24. The AO made a disallowance of Rs.22,06,711/- under section 36(1)(va) of the Act on the ground that the amount in question being employees contribution to PF has been paid late after the due date as per the provisions of the PF Act. However, the Ld. CIT(A) decided the issue by returning following findings:

“19. The eighth ground of appeal is against the disallowance by the AO of the belated payment of employees contribution to EPF of Rs.22,06,711/-. The AO had disallowed such employees contribution to PF on the ground that the same had been paid beyond the due dates mentioned in the provisions of the Provident Fund Act. However, in this context, it is seen that the second proviso to section 43B of the Act that had mandated such a condition had been deleted by the Finance Act, 2003 with effect from 01.04.2004. The first proviso to section 43B had also been appropriately modified by the same Finance Act. Such condition having been removed from the statute, insistence of the AO in the meeting of that condition by the assessee would no longer be valid for the period under consideration. It is also seen that the Hon’ble ITAT in the assessee’s own case for A.Y.2005-06 had deleted a similar addition made in that year by placing reliance on the Apex Court decision in the case of CIT vs Vinay Cement Ltd. (213 CTR 68). The concerned payment had been made by the assessee | well before the due date of filing of return of this year as permissible under the existing provisions of section 43B, Accordingly, disallowance by the AO of the belated payments of EPF is found to be not justified as per the statute relevant to the period presently under consideration. The AQ is hereby directed to delete this disallowance made in the assessment order and the appeal filed by the assessee on this ground is accordingly allowed.”

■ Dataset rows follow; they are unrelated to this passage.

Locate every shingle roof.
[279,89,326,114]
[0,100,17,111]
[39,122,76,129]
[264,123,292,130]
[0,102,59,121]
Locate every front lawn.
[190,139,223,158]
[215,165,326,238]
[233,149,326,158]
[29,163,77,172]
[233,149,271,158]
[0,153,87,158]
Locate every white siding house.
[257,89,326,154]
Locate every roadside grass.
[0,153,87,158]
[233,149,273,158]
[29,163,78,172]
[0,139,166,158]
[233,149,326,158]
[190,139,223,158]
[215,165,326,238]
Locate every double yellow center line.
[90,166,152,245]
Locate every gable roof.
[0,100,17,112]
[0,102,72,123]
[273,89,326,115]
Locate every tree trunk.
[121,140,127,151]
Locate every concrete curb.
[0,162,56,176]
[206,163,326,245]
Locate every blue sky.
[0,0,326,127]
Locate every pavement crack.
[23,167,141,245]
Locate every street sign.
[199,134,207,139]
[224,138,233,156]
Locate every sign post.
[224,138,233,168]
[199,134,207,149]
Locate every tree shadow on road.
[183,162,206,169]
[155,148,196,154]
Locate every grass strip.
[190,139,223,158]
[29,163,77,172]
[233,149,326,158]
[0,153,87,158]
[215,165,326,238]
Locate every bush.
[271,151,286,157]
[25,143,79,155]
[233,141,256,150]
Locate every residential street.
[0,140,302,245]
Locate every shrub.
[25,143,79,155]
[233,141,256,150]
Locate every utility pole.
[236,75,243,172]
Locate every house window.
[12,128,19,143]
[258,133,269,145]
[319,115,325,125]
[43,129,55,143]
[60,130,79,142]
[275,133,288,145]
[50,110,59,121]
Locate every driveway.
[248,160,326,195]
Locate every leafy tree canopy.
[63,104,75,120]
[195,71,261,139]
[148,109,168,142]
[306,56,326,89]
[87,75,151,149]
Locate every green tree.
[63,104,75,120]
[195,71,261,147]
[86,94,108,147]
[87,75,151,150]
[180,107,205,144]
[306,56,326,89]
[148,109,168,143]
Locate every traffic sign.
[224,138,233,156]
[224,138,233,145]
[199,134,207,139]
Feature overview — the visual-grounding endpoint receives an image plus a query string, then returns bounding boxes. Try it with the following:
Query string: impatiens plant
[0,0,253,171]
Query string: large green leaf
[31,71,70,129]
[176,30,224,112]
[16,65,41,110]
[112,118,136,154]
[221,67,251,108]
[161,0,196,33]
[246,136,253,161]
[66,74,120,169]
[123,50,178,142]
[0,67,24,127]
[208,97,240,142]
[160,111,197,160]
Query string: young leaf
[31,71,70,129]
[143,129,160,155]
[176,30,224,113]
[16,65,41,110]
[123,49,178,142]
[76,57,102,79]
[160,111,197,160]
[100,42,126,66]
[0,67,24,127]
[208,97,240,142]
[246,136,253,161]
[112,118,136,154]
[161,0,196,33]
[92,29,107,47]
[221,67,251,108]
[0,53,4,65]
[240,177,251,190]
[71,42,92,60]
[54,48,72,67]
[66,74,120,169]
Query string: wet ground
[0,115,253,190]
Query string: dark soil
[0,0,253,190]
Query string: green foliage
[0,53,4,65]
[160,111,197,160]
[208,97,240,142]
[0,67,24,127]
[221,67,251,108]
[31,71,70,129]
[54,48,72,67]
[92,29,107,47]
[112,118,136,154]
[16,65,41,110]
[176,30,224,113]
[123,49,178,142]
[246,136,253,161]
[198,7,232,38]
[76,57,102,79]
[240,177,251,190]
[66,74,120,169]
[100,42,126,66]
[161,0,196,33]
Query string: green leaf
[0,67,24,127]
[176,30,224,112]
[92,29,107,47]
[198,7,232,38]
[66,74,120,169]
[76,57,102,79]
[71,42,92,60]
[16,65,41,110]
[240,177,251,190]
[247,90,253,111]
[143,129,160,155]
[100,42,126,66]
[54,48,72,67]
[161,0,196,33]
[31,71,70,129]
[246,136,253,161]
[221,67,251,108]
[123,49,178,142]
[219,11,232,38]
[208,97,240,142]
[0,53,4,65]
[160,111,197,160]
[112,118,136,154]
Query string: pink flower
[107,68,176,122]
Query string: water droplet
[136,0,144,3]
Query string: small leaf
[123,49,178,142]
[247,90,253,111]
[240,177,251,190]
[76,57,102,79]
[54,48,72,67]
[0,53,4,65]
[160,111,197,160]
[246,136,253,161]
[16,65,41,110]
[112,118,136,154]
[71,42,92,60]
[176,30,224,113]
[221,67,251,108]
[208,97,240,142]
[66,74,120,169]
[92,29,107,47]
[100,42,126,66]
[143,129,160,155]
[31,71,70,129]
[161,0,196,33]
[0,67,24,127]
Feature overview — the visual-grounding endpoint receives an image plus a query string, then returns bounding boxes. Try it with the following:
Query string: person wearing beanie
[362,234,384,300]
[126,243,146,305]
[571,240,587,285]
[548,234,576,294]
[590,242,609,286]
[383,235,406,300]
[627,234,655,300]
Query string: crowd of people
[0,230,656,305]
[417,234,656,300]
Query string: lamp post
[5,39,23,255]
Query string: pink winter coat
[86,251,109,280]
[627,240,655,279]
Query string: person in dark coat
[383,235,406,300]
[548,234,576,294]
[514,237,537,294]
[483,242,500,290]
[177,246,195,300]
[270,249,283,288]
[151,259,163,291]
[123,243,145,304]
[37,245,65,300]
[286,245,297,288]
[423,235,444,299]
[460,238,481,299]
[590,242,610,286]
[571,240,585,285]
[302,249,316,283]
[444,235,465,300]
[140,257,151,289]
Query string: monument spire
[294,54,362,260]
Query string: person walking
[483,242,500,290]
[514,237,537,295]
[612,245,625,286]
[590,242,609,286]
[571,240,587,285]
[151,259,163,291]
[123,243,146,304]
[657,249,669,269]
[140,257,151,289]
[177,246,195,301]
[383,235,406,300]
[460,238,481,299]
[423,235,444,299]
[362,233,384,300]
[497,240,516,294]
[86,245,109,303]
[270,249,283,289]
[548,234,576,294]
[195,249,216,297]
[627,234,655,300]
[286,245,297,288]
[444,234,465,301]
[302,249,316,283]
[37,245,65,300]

25. We have perused the findings returned by the Ld. CIT(A) which need no inference as the assessee has deposited the employees contribution prior to the filing of the income tax return. In A.Y. 2005-06 the co-ordinate Bench of the Tribunal in assessee’s own case deleted the same addition by relying upon the decision rendered by Hon’ble Apex Court in case of CIT vs. Vineet Cement Ltd. 213 ITR 68. Hon’ble Bombay High Court in case of CIT vs. Ghatge Patil Transports Ltd. cited as 368 ITR 749 also decided the identical issue in favour of the assessee by upholding the Tribunal order that payment of employees contribution on account of PF before filing of income tax return is allowable deduction and the Hon’ble Supreme Court has also decided the identical issue in case of CIT v. Alom Extrusions Ltd. cited as 319 ITR 306. So in view of the matter, we find no illegality or perversity in the impugned findings delivered by the Ld. CIT(A), hence ground No.5 & 6 are determined against the Revenue.

26. In view of what has been discussed above the appeal and the cross objection filed by the assessee are partly allowed for statistical purposes. The appeal filed by the Revenue is also partly allowed for statistical purposes.

Order pronounced in the open court on 16.06.2022.